Machine learning produces better credit scores
The importance of accurate credit scoring
In times of uncertainty, the ability to make accurate predictions becomes more important than ever. Credit managers across the world are coming under even greater pressure to manage risk and make accurate predictions about the business viability of their customers, but luckily, they have better tools available to them than ever before.
Using Billtrust’s Credit Management solution, credit managers have access to cutting-edge indicators that measure a potential customers’ payment outlook and business viability with more than 80% predictive accuracy.
How does machine learning predict credit outcomes?
Machine learning algorithms work by ingesting large amounts of data over the course of time and utilizing that data to make very clear, accurate predictions of events in the future. If a data analyst were to try to make predictions manually using the same large datasets, it would take an excessively long time to analyze all of it, and the final result wouldn’t be as accurate as computer-generated predictions.
Machine-learning can rapidly analyze massive information sets to uncover trends that can be used for future decisions. This is especially useful in credit management.
Credit analysts at Billtrust and in the larger field have uncovered specific, identifiable patterns that arise in the financial statements of organizations during the years and months before they declare bankruptcy. Machine-learning algorithms can detect these patterns. They can also detect other forms of financial distress in their earliest stages, and predict results that help our customers protect themselves from extending credit to businesses that may not be able to pay in the future.
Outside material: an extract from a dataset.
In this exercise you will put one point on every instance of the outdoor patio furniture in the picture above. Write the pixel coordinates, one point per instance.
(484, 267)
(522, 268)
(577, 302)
What credit managers care about
There are two primary questions that credit managers are trying to answer:
- What is the near term risk of non-payment?
- How strong is this business financially?
For the first question, Billtrust Credit Management analyzes trade payment data, credit bureau data, collections alerts, peer remarks and more to determine the short-term likelihood that a company will go “beyond terms” as defined by a set of data rules (e.g., 20% would be 60 days past due). We call this the Payment Outlook Indicator.
To determine business viability, Billtrust uses financial records, credit agency ratings and other business operations metrics to determine the likelihood that the customer will be active in the long-term. We call this the Business Viability Indicator. It relies heavily on financials, but also incorporates other elements like ordering quantity trends, age of the business and scale of operations.
Credit scoring made easy
In order to create credit scores that provide utility and value, Billtrust scores on a scale of 0-100, with each point on this scale representing the probability of a positive outcome. Therefore, a score of 80 for our Payment Outlook Indicator simply means that there is an 80% probability that the company will pay on time. Other agency scores are described in either tiers or bands that often cause confusion for credit practitioners who need to make important decisions quickly. With the tiered approach, two very similar companies may be scored in separate bands. Billtrust’s machine-learning solution delivers scores along a continuum, giving customers information they can process and use quickly.
Billtrust also assigns a score to the quality and timeliness of the underlying data. We call this score percent confidence. Machine-learning solutions crave good data, so we are always seeking more and better data sources to help us give the most accurate scores.
Accurate predictions aid good decisions
With the tools to predict both customers’ short-term payment behavior and long-term business viability, credit managers now have the ability to quickly and accurately make credit decisions that will help their companies thrive in any business environment.